Matt Weinberger/Business Insider
マイクソフトからアップルへのノートPC分野での圧力は強まるばかりだ。
米マイクロソフトは、5月23日(現地時間)、Surface Pro 4を刷新した新型「Surface Pro」を公開。価格は799ドル(約8万9000円〜)で、すでにアメリカではプレオーダーが開始されている。同社は3週間前にも文教市場向けのノートPC「Surface Laptop」を発表したばかりだ。
この新型ノートPCは、デザインはPro4とキープコンセプトとしながら、性能を2017年仕様にアップデートしたもの。ただし、拡張性を気にする人に朗報をお伝えしておくと、Surface ProにはフルサイズのUSB3.0ポートも、従来どおりのミニDisplayPortも健在だ(モバイルデバイスのUSB Type-Cは好きではあるけれど、個人的には母艦であるノートPCはやっぱりまだフルサイズのUSBの方が何かと安心だ。正直なところ)。

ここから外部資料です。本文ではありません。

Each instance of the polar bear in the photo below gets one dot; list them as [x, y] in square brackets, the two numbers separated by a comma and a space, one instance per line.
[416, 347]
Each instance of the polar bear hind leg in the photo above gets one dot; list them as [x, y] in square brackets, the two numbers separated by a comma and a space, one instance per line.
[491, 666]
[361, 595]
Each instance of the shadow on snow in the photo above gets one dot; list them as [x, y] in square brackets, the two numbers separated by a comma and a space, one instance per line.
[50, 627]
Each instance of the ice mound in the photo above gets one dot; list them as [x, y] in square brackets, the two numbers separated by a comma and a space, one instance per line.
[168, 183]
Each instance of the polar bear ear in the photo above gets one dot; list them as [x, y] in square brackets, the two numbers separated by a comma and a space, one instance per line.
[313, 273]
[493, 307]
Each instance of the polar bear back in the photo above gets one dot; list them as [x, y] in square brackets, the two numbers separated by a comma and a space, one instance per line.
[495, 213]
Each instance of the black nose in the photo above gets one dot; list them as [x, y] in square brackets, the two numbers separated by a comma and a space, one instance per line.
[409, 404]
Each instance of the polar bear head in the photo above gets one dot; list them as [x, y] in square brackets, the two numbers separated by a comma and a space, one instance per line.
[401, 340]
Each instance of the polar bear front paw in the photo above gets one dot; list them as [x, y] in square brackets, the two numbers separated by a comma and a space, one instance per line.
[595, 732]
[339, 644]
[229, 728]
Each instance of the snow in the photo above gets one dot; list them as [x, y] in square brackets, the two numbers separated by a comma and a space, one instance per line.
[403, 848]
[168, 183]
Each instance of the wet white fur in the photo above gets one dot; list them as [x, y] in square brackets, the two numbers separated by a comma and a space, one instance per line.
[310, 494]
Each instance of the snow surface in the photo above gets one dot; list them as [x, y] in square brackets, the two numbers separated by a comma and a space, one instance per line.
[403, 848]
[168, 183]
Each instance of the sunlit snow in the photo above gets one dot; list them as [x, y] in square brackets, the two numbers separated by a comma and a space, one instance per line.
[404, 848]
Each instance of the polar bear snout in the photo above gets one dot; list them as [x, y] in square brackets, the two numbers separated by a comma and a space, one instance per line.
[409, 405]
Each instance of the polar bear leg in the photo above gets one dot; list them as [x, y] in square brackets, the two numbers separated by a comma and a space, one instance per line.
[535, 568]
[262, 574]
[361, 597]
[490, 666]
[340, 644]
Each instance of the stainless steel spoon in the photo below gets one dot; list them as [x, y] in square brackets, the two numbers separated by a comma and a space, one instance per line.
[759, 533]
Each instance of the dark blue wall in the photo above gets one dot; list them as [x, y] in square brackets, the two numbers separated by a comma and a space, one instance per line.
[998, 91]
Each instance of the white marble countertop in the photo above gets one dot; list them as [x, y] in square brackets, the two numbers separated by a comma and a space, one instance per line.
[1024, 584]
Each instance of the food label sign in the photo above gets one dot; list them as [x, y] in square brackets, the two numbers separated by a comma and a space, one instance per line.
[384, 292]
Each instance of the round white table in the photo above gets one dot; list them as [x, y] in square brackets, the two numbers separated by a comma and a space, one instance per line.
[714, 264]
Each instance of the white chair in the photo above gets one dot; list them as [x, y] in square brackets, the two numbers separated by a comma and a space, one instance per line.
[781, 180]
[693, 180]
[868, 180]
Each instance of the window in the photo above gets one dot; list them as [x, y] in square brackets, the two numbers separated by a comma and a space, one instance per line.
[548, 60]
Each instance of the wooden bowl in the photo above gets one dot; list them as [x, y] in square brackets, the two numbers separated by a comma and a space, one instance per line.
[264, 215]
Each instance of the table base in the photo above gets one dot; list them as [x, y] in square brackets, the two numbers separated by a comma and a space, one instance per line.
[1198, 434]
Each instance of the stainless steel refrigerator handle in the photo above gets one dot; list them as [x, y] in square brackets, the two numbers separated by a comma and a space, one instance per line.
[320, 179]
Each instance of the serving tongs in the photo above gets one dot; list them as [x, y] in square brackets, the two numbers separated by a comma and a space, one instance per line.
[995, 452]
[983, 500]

今回より、製品名の末尾からナンバリングが消えた。これについては、米マイクロソフトのWindows&デバイス担当副社長のユサフ・メーディ氏が米Business Insiderに対して「(Pro 5という名前で)ナンバリングしてリリースすることはできました。(しかし)『Surface Pro』という名前は既に十分に知られてますから、新しい製品が古い製品より優れていることを示す番号付けはもう必要ないと感じたのです」と説明している。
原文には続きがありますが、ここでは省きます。